Intervistato dal Foglio, l’ambasciatore d’Israele a Roma Naor Gilon attacca intanto il leader dell’Anp Abu Mazen: “Negli ultimi cinque anni si è rifiutato di parlare con Israele direttamente, e ha preferito rivolgersi alla comunità internazionale per cercare il riconoscimento del suo Stato, anche se solo Israele può dare uno Stato ai palestinesi”.
Da segnalare anche un dossier prodotto da Amnesty International in cui si accusa l’esercito israeliano di aver compiuto “crimini di guerra” nel corso dell’ultimo conflitto a Gaza. Il rapporto è stato immediatamente contestato dal governo di Gerusalemme per non aver dedicato un capitolo ai tunnel costruiti da Hamas “per infiltrarsi in Israele e compiere attentati”. Ignorando la natura del nemico fronteggiato, si legge sul Corriere, “il rapporto non contribuisce ad alimentare una discussione importante per risolvere il conflitto”.
Sempre il Corriere annuncia intanto una grande intervista allo scrittore israeliano David Grossman, cui è dedicata la copertina del settimanale Sette in edicola domani. Nell’anticipazione si spiega inoltre che sarà proprio Grossman – il 13 novembre al teatro Dal Verme di Milano – ad aprire l’edizione 2014 del festival letterario BookCity.

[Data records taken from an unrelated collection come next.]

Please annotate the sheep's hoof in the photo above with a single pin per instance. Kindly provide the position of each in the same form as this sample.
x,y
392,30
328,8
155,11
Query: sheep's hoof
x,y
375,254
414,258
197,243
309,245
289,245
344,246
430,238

“I nuovi martiri”. È il titolo di un’inchiesta, a firma del vaticanista di Repubblica Marco Ansaldo, in cui si racconta il dramma delle popolazioni cristiane perseguitate in 81 paesi. Scrive Ansaldo: “Shama e Shehzad accusati di blasfemia, e bruciati vivi a Lahore. James decapitato a Raccah, benché convertitosi in ultimo all’Islam. Don Andrea ucciso alle spalle, mentre inginocchiato pregava sul banco in fondo alla Chiesa di Santa Maria, a Trebisonda, predicando il Vangelo a non più di un pugno di persone, nel lontano Mar Nero. Se oggi tutti loro, e tanti altri senza nome, dormono su una virtuale Collina dei martiri, fanno parte di un gruppo nient’affatto esiguo di persone trucidate per la loro fede, e destinato purtroppo a crescere. Sono i nuovi martiri cristiani”.
Sempre Repubblica pubblica oggi un testo inedito di Giorgio Bassani in cui lo scrittore ferrarese racconta il “suo” otto settembre 1943, vissuto a Firenze accanto ad Eugenio Montale. La testimonianza, in cui si percepiscono tutti i timori per un prossima invasione dei tedeschi, è pubblicata nel volume “Racconti, diari, cronache (1935-1956) di Giorgio Bassani” (ed. Feltrinelli).
“A scandire il tempo del narrare i cortei del 25 aprile, i morti del governo Tambroni, la strage di piazza Fontana, il Sessantotto, un ebraismo a volte rivendicato ma quasi si trattasse di una struttura del ragionare, di un modo di essere intellettuale, o di un tributo alla Shoah, mai una vera identità”. Così Stefano Jesurum nel recensire – sul Corriere – il libro di Enrico Finzi “La vita è piena di trucchi” (ed. Bompiani).